As you see below, after merely making my To Do List, I have already earned one star.

Here Is My List of Things to Do This Week Begins:

  1. Make a To Do List
  2. Get Blood Work Done
  3. Call the Family Practitioner for an Appointment
  4. Call the Eye Doctor for an Appointment
  5. Call the Ob-Gyn for an Appointment
  6. Call the Hair Dresser for an Appointment[Two
  7. Go to the Pharmacy – Shock them by picking up the meds that have been sitting there for 9 days.
  8. Paint the Rose Arbor
  9. Re-route the Grapevines
  10. Paint the Grape Arbor
  11. Paint the Hall Wall Going Down to the Art Studio
  12. Paint the Hall Wall Going Up to My Bedroom
  13. Mop the Art Studio Floor
  14. Move One Kitchen Pantry Cabinet
  15. Clean My Kitchen Stove
  16. Clean My Refrigerator Outside
  17. Clean My Refrigerator Inside
  18. Clean Off Dining Room Table – Completely – Leave No Stacks of Anything on It
  19. Clean Off My Credenza – Completely – Leave No Stacks of Anything on It
  20. Wash Sheets and Change Bed
  21. Clean Bathroom Sink Top
  22. Clean Toilets
  23. Mop Bathroom Floors
  24. Fill One Garbage Can with Junk to Throw Away that I Normally Would Not Throw Away.

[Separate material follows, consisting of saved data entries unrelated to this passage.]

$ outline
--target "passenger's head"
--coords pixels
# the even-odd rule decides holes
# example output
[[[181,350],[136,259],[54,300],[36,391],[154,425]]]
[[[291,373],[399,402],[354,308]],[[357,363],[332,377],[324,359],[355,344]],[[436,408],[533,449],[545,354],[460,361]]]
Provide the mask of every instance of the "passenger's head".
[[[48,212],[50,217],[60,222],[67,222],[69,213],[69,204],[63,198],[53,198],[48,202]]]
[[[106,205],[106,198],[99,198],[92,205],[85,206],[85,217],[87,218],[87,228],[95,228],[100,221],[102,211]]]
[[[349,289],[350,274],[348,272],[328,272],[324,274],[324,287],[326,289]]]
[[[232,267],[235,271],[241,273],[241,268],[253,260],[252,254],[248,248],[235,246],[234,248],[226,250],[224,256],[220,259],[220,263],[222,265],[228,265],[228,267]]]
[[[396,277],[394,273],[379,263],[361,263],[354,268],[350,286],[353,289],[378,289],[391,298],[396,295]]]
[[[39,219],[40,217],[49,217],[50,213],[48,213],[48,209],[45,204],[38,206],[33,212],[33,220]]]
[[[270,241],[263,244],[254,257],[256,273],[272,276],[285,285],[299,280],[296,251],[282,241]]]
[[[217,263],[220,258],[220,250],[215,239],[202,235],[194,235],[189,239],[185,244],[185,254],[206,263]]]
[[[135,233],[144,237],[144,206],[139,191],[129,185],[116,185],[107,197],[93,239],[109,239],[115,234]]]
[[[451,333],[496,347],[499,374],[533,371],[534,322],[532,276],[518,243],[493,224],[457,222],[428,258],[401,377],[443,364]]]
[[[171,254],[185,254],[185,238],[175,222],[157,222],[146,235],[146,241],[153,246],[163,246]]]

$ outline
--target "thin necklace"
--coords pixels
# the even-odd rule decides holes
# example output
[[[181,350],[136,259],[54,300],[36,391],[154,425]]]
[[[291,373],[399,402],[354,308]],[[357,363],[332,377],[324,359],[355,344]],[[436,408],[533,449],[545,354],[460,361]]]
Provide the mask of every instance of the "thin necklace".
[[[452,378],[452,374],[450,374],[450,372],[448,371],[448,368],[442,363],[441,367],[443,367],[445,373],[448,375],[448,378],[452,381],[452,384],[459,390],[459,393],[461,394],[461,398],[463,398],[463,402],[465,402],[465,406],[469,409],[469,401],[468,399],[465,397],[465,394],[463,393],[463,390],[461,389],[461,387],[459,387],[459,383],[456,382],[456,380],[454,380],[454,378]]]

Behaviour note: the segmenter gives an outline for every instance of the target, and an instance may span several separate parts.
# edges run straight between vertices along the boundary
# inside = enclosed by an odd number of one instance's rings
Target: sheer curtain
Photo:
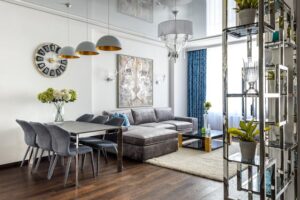
[[[228,47],[228,92],[241,93],[243,59],[247,58],[246,43],[232,44]],[[257,59],[257,50],[253,49],[253,58]],[[207,49],[207,78],[206,78],[206,101],[212,104],[209,110],[209,124],[212,129],[222,130],[222,47]],[[229,126],[237,127],[242,116],[241,98],[228,100]]]

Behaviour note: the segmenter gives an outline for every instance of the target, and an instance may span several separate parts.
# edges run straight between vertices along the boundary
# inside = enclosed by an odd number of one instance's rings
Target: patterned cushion
[[[120,113],[120,114],[125,114],[128,117],[129,123],[134,124],[133,116],[131,113],[130,109],[125,109],[125,110],[111,110],[111,111],[103,111],[104,115],[109,115],[110,117],[115,114],[115,113]]]
[[[153,108],[132,109],[132,115],[135,125],[156,122]]]
[[[171,108],[155,108],[155,115],[158,122],[174,119]]]

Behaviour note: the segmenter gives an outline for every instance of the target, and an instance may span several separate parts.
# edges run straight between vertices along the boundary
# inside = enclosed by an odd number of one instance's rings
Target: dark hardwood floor
[[[69,184],[63,186],[64,168],[46,179],[48,161],[31,174],[28,166],[0,170],[0,199],[97,199],[97,200],[221,200],[223,184],[208,179],[124,159],[124,171],[117,173],[116,158],[101,162],[101,173],[92,177],[89,160],[80,173],[79,188],[73,187],[75,162]]]

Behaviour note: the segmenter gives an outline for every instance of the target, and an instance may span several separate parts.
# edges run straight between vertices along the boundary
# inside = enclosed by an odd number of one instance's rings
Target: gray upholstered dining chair
[[[53,175],[58,157],[68,157],[68,161],[66,164],[65,178],[64,178],[64,185],[66,185],[69,176],[69,170],[70,170],[72,158],[76,156],[76,152],[77,152],[76,146],[70,142],[69,132],[55,125],[46,125],[46,127],[51,134],[52,149],[55,152],[54,161],[51,165],[48,179],[51,179]],[[84,145],[79,146],[78,148],[79,155],[84,155],[88,153],[91,155],[91,165],[92,165],[93,175],[95,177],[93,149],[91,147],[84,146]]]
[[[109,119],[109,117],[107,115],[99,115],[97,117],[95,117],[93,120],[91,120],[91,123],[95,123],[95,124],[104,124],[105,122],[107,122]]]
[[[93,114],[84,114],[76,119],[77,122],[90,122],[92,121],[94,115]]]
[[[25,143],[28,146],[27,150],[25,152],[25,155],[23,157],[23,160],[21,162],[20,167],[22,167],[24,165],[24,162],[25,162],[25,160],[27,158],[27,155],[28,155],[29,151],[31,150],[30,156],[29,156],[29,159],[28,159],[28,163],[30,163],[30,160],[32,158],[32,154],[33,154],[33,152],[35,150],[34,159],[33,159],[33,163],[32,163],[32,170],[33,170],[34,169],[34,165],[35,165],[35,161],[36,161],[36,158],[37,158],[37,153],[38,153],[38,150],[39,150],[39,146],[36,143],[36,132],[34,131],[34,129],[32,128],[32,126],[28,122],[23,121],[23,120],[18,120],[18,119],[16,120],[16,122],[23,129]]]
[[[53,159],[54,159],[54,152],[52,150],[50,132],[48,131],[46,126],[41,123],[30,122],[30,125],[32,126],[32,128],[34,129],[34,131],[36,133],[36,143],[39,146],[39,148],[42,150],[40,157],[35,165],[34,172],[36,172],[38,170],[42,156],[43,156],[44,152],[47,151],[48,157],[50,156],[51,152],[53,153],[51,156],[50,165],[49,165],[49,169],[48,169],[48,174],[49,174],[50,167],[51,167],[51,165],[53,163]]]
[[[104,123],[105,125],[111,125],[111,126],[122,126],[124,124],[123,118],[112,118],[109,121]],[[115,132],[110,133],[115,134]],[[101,157],[101,151],[103,152],[103,155],[105,157],[105,161],[107,162],[107,152],[106,149],[114,149],[116,153],[118,153],[117,144],[113,141],[99,139],[96,137],[87,137],[82,138],[80,142],[84,145],[88,145],[93,147],[94,149],[97,149],[97,175],[99,174],[99,168],[100,168],[100,157]]]

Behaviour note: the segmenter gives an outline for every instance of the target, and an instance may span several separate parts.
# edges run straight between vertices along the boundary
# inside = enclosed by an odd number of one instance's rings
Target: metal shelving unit
[[[296,43],[291,36],[291,27],[295,29],[295,18],[291,8],[284,0],[260,0],[258,22],[243,26],[228,27],[228,0],[223,1],[223,114],[224,114],[224,199],[286,199],[286,191],[292,183],[297,187],[297,87]],[[266,20],[268,19],[268,20]],[[278,20],[277,20],[278,19]],[[278,31],[279,40],[270,41],[268,35]],[[295,30],[294,30],[295,31]],[[290,34],[285,37],[285,34]],[[247,55],[252,58],[252,42],[258,42],[258,81],[257,93],[247,93],[247,81],[242,71],[242,92],[229,93],[228,90],[228,39],[229,37],[247,38]],[[291,48],[293,54],[286,54]],[[276,63],[266,63],[265,51],[277,55]],[[242,58],[241,58],[242,59]],[[290,66],[286,60],[293,60]],[[244,69],[243,69],[244,70]],[[240,99],[242,119],[254,120],[259,125],[259,154],[251,163],[242,160],[241,153],[230,154],[231,137],[229,128],[230,99]],[[292,103],[291,103],[292,102]],[[250,106],[249,106],[250,105]],[[289,108],[289,105],[292,107]],[[250,108],[249,108],[250,107]],[[292,109],[292,110],[291,110]],[[291,117],[292,113],[292,117]],[[293,127],[288,129],[288,127]],[[265,131],[270,127],[270,131]],[[293,140],[287,138],[292,135]],[[231,164],[237,165],[236,175],[229,175]],[[236,193],[231,192],[230,182],[236,181]],[[296,198],[296,189],[294,197]]]

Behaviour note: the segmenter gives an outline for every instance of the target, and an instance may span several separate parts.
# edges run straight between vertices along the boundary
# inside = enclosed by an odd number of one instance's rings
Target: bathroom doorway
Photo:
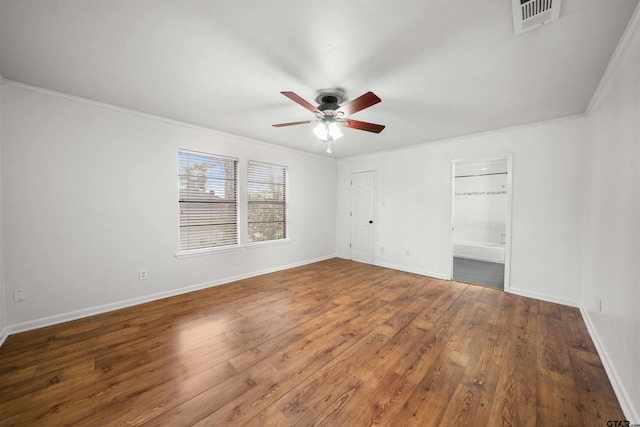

Regular trash does not count. [Two cans gets two listings and two stars]
  25. Completely Organize One Shelf in One Bookcase. [Two shelves gets two listings and two stars three shelves get three stars, etc.]
  26. Fill One Bag for Goodwill. [Two bags gets two listings and two stars, three bags three, etc.]
  27. Sort All of the Fleece Fabrics and Shelve Them
  28. Shelve All of the Cotton Fabrics
  29. Read One Chapter of this Month’s Book Club Book [Each chapter gets a separate listing and a separate star]
  30. Go Cut Bamboo to Create an Obelisk for the Children’s Garden
  31. Go Buy Seed for the Children’s Garden
  32. Plant Seeds in the Children’s Garden
  33. Write Morning Pages  [Each morning page writing session gets a separate listing and a separate star]
  34. Go Outside Somewhere and Write about Something Growing or Flying or Flitting in my Garden, at the Beach, by the Wayside, etc. [Each outing gets a separate listing and a separate star]

How do you eat an elephant? One bite at a time. How do you conquer procrastination? In Baby Steps–One task at a time. How do you stick with your program? One star at a time.